5 meurtres, comme une œuvre pieuse, par René Swennen, Paris, L'Harmattan, 2016, 116 p., 12,5 €.

"Ce qu'est la tyrannie ? C'est l'État de droit, avvocato...

Donc, je me suis liée avec cet homme d'affaires qui prônait le rétablissement de l'État de droit en Sicile, c'est-à-dire le droit pour un patron, lui en l'occurrence, de licencier en toute légalité trois cent personnes dans une entreprise bénéficiaire afin de délocaliser l'usine en Pologne et d'augmenter encore les bénéfices.

Ce n'est pas sympathique, je sais, mais c'est cela l'État de droit..."

René Swennen vient de fêter son jubilé professionnel. Cinquante années consacrées à la défense, avec quelques brillantes incursions en littérature, qui lui valurent de belles distinctions, dont un prix Rossel.

Il se souvient de cette cliente qui lui avait confié sa vérité avant de mentir aux enquêteurs. Cette cliente qu'il n'a pas eu à défendre, car les enquêteurs n'ont pu la confondre. Un meurtre pieux, à l'italienne, comme dans le Délit d'amour de Comencini. Pour les mêmes raisons. Enfin, pas tout à fait. Ici, il y a aussi la Costa Nostra.
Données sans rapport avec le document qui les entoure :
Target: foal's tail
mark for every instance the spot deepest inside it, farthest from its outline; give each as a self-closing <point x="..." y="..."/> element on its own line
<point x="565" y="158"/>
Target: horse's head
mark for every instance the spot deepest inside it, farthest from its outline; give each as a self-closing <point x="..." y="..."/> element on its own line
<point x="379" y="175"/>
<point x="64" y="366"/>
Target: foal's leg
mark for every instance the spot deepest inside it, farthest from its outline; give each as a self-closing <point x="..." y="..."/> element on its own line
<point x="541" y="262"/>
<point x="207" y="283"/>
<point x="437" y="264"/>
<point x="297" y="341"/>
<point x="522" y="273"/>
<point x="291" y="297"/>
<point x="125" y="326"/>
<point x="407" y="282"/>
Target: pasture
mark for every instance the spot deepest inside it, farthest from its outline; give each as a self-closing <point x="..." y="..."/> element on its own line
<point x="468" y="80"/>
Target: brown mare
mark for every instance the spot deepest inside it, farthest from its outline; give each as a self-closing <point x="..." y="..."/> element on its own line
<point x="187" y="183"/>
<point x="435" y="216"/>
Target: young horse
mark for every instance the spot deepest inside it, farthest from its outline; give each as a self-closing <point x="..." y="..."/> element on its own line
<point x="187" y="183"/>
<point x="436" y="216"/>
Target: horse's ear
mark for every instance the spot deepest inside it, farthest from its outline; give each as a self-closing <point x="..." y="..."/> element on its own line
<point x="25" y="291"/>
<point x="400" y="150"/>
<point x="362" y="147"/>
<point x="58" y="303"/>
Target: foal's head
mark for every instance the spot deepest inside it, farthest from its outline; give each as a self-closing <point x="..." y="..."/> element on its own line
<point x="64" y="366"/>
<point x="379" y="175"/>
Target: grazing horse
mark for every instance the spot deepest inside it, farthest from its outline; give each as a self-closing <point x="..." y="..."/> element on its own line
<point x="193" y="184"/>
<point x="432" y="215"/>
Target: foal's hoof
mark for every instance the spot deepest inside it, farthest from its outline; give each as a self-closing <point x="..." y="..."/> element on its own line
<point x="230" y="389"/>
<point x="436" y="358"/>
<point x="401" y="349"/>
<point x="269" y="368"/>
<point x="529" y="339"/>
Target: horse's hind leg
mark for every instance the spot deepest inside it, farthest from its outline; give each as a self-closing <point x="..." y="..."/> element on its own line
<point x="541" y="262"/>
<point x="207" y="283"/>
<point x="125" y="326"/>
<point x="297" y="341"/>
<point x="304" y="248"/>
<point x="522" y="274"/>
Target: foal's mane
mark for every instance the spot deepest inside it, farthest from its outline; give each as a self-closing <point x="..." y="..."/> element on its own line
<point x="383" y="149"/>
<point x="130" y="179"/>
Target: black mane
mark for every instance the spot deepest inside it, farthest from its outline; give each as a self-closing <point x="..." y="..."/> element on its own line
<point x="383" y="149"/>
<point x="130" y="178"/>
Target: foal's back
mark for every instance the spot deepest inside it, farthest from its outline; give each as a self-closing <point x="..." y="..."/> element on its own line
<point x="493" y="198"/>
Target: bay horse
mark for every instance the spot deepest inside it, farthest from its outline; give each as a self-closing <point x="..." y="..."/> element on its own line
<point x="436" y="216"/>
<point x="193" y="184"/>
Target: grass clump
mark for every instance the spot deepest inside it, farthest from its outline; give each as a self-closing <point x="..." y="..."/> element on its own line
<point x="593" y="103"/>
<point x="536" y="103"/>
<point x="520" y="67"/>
Cette confession est le point de départ de ces quatre nouvelles. Quatre nouvelles, cinq meurtres par idéal. Au nom d'une œuvre politique, d'une foi, d'un critère supérieur d'organisation. Lorsque l'État de droit ne suffit pas, ne satisfait pas.

Vous n'êtes pas d'accord ? Mais "je ne juge pas, ni n'approuve, ni ne condamne. Je raconte ".
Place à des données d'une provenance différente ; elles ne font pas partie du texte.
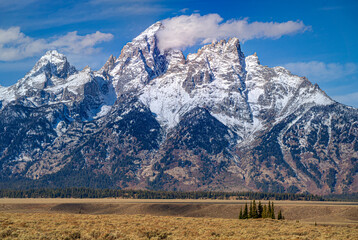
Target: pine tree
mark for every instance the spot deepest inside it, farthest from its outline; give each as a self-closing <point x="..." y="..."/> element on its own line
<point x="269" y="210"/>
<point x="272" y="211"/>
<point x="264" y="212"/>
<point x="251" y="211"/>
<point x="254" y="209"/>
<point x="279" y="216"/>
<point x="259" y="210"/>
<point x="245" y="215"/>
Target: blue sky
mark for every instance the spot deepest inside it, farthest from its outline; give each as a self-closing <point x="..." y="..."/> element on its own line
<point x="324" y="49"/>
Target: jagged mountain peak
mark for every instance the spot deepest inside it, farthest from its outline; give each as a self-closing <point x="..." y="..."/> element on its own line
<point x="150" y="32"/>
<point x="213" y="120"/>
<point x="53" y="63"/>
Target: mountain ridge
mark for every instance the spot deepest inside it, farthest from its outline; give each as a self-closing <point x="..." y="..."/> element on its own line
<point x="215" y="120"/>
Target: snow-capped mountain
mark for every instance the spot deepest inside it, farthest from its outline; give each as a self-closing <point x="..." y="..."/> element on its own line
<point x="150" y="119"/>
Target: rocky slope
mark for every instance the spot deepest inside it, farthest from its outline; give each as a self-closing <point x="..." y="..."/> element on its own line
<point x="149" y="119"/>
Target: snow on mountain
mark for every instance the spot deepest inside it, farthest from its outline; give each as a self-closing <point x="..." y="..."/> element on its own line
<point x="153" y="119"/>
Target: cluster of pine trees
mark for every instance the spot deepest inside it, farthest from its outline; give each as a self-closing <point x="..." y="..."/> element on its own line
<point x="148" y="194"/>
<point x="259" y="211"/>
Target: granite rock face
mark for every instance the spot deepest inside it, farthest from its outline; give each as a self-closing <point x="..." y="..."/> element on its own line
<point x="214" y="120"/>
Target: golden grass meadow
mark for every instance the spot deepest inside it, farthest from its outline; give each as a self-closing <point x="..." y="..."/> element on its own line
<point x="27" y="219"/>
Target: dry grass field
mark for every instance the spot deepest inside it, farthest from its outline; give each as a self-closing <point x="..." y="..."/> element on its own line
<point x="170" y="219"/>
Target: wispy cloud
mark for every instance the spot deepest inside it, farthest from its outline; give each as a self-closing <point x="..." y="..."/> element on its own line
<point x="185" y="31"/>
<point x="323" y="72"/>
<point x="15" y="45"/>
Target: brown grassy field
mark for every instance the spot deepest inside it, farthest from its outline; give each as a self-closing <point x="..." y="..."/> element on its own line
<point x="86" y="226"/>
<point x="170" y="219"/>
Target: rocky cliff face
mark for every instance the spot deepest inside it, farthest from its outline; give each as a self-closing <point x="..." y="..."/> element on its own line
<point x="148" y="119"/>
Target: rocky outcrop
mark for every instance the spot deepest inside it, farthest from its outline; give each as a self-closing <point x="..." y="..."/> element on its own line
<point x="215" y="120"/>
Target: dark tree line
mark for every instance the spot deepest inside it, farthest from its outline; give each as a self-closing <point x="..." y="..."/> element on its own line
<point x="259" y="211"/>
<point x="147" y="194"/>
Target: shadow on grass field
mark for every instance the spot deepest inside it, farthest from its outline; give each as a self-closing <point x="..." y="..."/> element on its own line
<point x="86" y="226"/>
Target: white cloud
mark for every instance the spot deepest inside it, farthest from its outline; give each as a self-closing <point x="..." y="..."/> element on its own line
<point x="350" y="99"/>
<point x="185" y="31"/>
<point x="322" y="72"/>
<point x="15" y="45"/>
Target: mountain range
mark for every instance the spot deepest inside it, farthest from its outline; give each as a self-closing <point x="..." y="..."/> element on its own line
<point x="154" y="119"/>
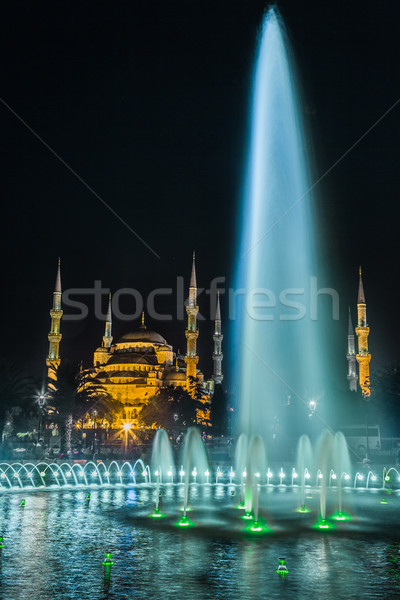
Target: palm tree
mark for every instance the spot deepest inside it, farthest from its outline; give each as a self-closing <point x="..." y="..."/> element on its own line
<point x="75" y="394"/>
<point x="17" y="390"/>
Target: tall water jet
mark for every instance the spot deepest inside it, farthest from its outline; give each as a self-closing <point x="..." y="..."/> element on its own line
<point x="162" y="462"/>
<point x="304" y="467"/>
<point x="324" y="461"/>
<point x="241" y="465"/>
<point x="194" y="457"/>
<point x="256" y="469"/>
<point x="276" y="342"/>
<point x="342" y="468"/>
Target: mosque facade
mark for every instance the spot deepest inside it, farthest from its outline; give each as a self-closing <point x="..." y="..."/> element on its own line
<point x="135" y="367"/>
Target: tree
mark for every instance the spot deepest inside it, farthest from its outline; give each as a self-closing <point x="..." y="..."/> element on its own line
<point x="172" y="408"/>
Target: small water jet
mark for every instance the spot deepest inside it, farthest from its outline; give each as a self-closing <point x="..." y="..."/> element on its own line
<point x="304" y="466"/>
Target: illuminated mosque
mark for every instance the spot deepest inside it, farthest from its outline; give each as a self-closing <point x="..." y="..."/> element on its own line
<point x="141" y="362"/>
<point x="363" y="356"/>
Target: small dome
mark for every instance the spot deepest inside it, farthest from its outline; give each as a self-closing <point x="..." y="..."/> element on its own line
<point x="175" y="376"/>
<point x="143" y="335"/>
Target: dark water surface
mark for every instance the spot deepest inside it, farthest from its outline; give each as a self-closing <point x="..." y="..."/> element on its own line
<point x="54" y="547"/>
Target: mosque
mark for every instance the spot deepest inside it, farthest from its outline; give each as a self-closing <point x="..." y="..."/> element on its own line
<point x="141" y="362"/>
<point x="363" y="356"/>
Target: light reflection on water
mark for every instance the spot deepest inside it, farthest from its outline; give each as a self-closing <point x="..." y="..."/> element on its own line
<point x="54" y="548"/>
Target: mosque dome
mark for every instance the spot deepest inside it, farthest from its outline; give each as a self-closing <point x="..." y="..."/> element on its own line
<point x="175" y="376"/>
<point x="143" y="335"/>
J'adore "Feuilles d'automne", un récit naturaliste, un peu à la Soleil des Scorta, avec du souffle, du souffre et du stupre. Une Italie parallèle ou, plutôt, profonde, entre religion et mafias. "Vendetta" en est, en quelque sorte, l'épilogue. Tout est bien qui finit mal. Ou l'inverse.

"Le vieux jacobin" nous emmène dans ce Paris du début du XIXe que René Swennen aime tant. Un Paris sale et instable mais savoureux. Un Paris de prostituées et d'idéalistes, de révolutionnaires, de comploteurs et d'assassins. Un Paris où le droit est un moyen au service de fins qui ne sont pas toujours légalistes. Avec une chute bien tapée.

Puis il y a "Le clan des chauves-souris". Une femme, ancienne prostituée (encore ?) devenue journaliste d'investigation, et ses trois amants : un policier, un avocat, un romancier. Je manipule, tu manipules, il manipule. Que le meilleur gagne.

Et, entre Paris et Bruxelles, cette phrase qui sonne comme une profession de foi : "Liborio, je tiens à te dire une chose. Tu fais un métier de putain. L'avocat pour moi est un homme qui porte la robe, qui rend visite aux prisonniers, qui plaide et qui les fait libérer. Tu as choisi l'argent contre la dignité. Ne compte pas sur moi pour te suivre".

Le sage a dit.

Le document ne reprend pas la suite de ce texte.